Réalisé en 1943 par Henri-Georges Clouzot
Avec : Pierre Fresnay - Ginette Leclerc - Pierre Larquey - Noël Rocquevert - Micheline Francey
Médecin d'un petit village du cœur de la France, le docteur Rémy Germain est la victime d'un corbeau, qui l'accuse d'adultère et de pratique
illégale de l'avortement. Rapidement, les lettres infâmantes se multiplient et personne dans le village n'est épargné par les ragots qui engendreront alors cabales, drames, et règlements de
comptes. Seul contre tous, le docteur Germain va mener son enquête et découvrir, en même temps que le coupable, les bassesses et la mesquinerie dont peuvent être capables ses concitoyens.
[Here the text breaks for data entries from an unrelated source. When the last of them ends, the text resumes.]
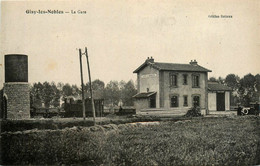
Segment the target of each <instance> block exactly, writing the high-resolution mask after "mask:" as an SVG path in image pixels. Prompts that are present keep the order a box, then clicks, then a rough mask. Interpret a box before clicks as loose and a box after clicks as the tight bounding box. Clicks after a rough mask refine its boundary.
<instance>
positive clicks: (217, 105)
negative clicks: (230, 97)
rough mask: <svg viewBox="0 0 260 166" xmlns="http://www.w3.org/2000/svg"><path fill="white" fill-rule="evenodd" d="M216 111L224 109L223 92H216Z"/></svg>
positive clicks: (224, 105) (224, 101)
mask: <svg viewBox="0 0 260 166" xmlns="http://www.w3.org/2000/svg"><path fill="white" fill-rule="evenodd" d="M217 111H225V93H217Z"/></svg>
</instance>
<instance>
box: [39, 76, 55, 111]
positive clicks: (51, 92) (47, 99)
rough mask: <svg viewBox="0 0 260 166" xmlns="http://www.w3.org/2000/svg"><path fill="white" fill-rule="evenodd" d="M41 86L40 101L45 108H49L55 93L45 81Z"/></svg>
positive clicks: (52, 99) (49, 83) (54, 95)
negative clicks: (41, 99)
mask: <svg viewBox="0 0 260 166" xmlns="http://www.w3.org/2000/svg"><path fill="white" fill-rule="evenodd" d="M42 85H43V90H42V99H43V102H44V105H45V107H47V108H49V107H50V104H51V101H52V100H53V98H54V97H55V92H54V89H53V88H52V86H51V84H50V83H49V82H47V81H45V82H44V83H43V84H42Z"/></svg>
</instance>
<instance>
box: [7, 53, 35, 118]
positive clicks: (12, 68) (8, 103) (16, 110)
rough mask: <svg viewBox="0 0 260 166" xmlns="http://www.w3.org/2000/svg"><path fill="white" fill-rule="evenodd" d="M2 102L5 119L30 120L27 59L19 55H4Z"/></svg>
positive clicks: (18, 54) (14, 54) (28, 86)
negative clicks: (4, 75)
mask: <svg viewBox="0 0 260 166" xmlns="http://www.w3.org/2000/svg"><path fill="white" fill-rule="evenodd" d="M4 100H5V103H6V106H5V111H6V113H5V114H6V117H5V118H7V119H28V118H30V91H29V84H28V57H27V55H21V54H8V55H5V83H4Z"/></svg>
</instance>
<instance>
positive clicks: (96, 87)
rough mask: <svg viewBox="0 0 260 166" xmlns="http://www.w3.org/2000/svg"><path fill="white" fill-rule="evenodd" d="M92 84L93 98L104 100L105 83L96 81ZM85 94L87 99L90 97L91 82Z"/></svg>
mask: <svg viewBox="0 0 260 166" xmlns="http://www.w3.org/2000/svg"><path fill="white" fill-rule="evenodd" d="M91 84H92V92H93V98H96V99H102V98H104V93H105V83H104V82H103V81H101V80H99V79H96V80H94V81H92V82H91ZM85 92H86V97H90V87H89V82H88V83H87V84H86V87H85Z"/></svg>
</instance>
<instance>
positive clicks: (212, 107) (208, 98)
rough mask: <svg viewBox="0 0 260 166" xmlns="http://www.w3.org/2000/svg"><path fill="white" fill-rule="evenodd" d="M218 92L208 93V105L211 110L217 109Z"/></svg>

Un remarquable scénario - inspiré d'un fait divers -, des dialogues particulièrement soignés, une distribution qui, autour de Pierre Fresnay,
fait la part belle à tous les grands seconds rôles du cinéma français des années 40, Le Corbeau, tourné sous l'occupation, est un indéniable chef-d'œuvre. Fable sur la nature
humaine, pleine de noirceur, mais aux accents pittoresques, le deuxième film d'Henri-Georges Clouzot s'en prend à un mal français : la contagion de la délation. Le metteur en scène du
Salaire de la peur et des Diaboliques y déploie toute la mesure de son cynisme, en brossant le portrait d'une petite ville de province perturbée par des lettres
anonymes.
A la Libération Clouzot fût inquiété pour avoir travaillé pour la Continental-Films, société de production allemande. Il fut condamné à une suspension à vie en tant que réalisateur. Cette
suspension sera levée en 1947, avec la réalisation de Quai des Orfèvres. Le Corbeau fut interdit en France avec deux autres films également produits par la Continental (Les inconnus
dans la maison et La vie de plaisir). Les comédiens subirent eux aussi de lourdes conséquences. Pierre Fresnay et Ginette Leclerc firent de la prison, peines de suspension pour
d'autres ou encore blâme pour certains.